Another factor that I decided to investigate was the impact that household size has on the spread in New York City. I chose to incorporate an analysis of this variable because it does have reasonable ties to the race variable that is being cited most commonly.

workfromhome <- readr::read_csv("/Users/Genna/Desktop/households.csv")

workfromhome %>% 
  ggplot(aes(reorder(race, avgsize), avgsize)) +
  geom_col()

Now when looking at this variable in relation to the COVID-19 data, we can see a strong correlation between average household size and the number of cases in an area.

Here we see that most of the darker areas (those with larger average household sizes) have larger and darker circles (indicating more COVID-19 cases). This supports the idea that there is a correlation between household size and the number of cases in a particular area.

Overall, the data included in this section shows that there is a connection between race and average household size, and taking that one step further, that there is also a connection between average household size in an area, and the number of cases.

Income

I chose to look at income as a possible variable because there have been reports concerning those with low incomes that cannot afford to take sick days or miss work. Therefore I thought that this was an important variable to include that could have a potentionally high connection.
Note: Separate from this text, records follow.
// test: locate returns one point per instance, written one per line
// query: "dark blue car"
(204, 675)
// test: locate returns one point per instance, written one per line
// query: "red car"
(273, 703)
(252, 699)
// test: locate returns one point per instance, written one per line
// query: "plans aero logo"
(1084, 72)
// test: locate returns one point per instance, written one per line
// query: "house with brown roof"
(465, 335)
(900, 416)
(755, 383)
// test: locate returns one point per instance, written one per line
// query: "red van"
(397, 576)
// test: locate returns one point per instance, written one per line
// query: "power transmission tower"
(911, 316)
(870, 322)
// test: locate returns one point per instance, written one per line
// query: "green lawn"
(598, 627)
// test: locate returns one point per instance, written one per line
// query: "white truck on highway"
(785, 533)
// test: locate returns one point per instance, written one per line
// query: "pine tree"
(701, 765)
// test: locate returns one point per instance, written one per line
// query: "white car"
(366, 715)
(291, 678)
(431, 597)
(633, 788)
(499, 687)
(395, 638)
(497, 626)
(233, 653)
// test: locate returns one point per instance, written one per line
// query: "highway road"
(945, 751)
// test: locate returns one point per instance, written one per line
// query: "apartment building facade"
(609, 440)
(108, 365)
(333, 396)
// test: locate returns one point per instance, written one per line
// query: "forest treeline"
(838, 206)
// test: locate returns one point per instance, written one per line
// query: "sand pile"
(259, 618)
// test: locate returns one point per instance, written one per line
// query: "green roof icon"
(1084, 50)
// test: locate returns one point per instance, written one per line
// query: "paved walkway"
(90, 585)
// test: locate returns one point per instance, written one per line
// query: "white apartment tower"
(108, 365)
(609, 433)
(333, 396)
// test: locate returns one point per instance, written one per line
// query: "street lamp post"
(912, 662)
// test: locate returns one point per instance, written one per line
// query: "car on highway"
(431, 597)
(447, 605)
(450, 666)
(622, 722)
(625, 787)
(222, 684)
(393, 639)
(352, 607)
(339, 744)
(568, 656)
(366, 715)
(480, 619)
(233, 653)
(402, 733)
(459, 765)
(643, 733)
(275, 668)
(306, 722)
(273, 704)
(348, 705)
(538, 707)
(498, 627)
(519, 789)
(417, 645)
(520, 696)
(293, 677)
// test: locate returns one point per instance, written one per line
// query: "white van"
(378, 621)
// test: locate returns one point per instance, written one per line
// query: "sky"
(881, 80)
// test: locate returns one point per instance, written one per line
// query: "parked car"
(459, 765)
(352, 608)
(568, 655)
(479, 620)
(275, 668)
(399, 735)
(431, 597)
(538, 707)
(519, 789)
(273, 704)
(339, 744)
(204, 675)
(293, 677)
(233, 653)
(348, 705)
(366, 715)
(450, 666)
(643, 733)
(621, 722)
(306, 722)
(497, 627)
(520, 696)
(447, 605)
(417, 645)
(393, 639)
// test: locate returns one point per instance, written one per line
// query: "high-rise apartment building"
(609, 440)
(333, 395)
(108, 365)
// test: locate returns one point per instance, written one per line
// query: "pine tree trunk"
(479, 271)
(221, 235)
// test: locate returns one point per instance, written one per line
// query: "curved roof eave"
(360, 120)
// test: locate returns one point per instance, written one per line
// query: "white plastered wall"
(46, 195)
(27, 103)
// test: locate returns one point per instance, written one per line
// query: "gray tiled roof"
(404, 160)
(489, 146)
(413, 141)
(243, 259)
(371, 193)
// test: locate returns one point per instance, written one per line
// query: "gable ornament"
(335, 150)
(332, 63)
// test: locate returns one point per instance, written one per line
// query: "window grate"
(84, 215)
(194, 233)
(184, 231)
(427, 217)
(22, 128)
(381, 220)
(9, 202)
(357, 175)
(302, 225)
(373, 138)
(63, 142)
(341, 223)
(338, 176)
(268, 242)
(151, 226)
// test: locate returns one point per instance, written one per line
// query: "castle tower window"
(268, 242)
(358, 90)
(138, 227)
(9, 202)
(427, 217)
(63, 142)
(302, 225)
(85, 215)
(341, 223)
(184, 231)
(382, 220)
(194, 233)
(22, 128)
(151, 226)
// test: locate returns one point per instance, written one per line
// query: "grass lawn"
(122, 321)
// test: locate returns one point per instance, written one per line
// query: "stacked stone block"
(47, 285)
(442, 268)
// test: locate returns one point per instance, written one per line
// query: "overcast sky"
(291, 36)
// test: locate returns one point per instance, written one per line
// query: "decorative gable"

This map shows a high connection between income and COVID-19 cases in New York City. Almost all of the larger, darker spots are in areas that are shaded ligher meaning they have a lower median income. This supports that idea that lower income areas are more suspectiable to the virus.

Race

Lastly, I wanted to include a visualization connecting race and COVID-19 cases. This connection has gained a lot of popularity recently and is being increasingly reported on.

These two maps show the COVID-19 cases in New York City overlaid on a map shaded according to the population race. In both cases you can see that there is actually little variation in area populations being considered black or hispanic. The background shading does vary, but not drastically and not in relation to the COVID-19 case indicators. This shows that while race could be a factor, it is not an overwhemling cause.

Conclusion

The point of this report was to depict different causes of the COVID-19 virus in New York City. I looked at different variables including education, occupation, household size, income and race, to try to draw connections both between the variables and then referring back to the spread of COVID-19. I was attempting to show that although black and minoritiy communities are being hit very hard by this disease and there are increasing reports surfacing that cite a connection between race and the spread, that connection is due to several different factors, only some of which are included as examples here. This report saw very high correlations between income and the virus, as well as average household size and the virus. Both of these variables also have connections back to race but that does not mean they are determined by it. I think this analysis shows that there are so many different little things that, when tied together, create favorable conditions for the virus to spread. There is not just one factor that makes somebody more suspectiable to the virus.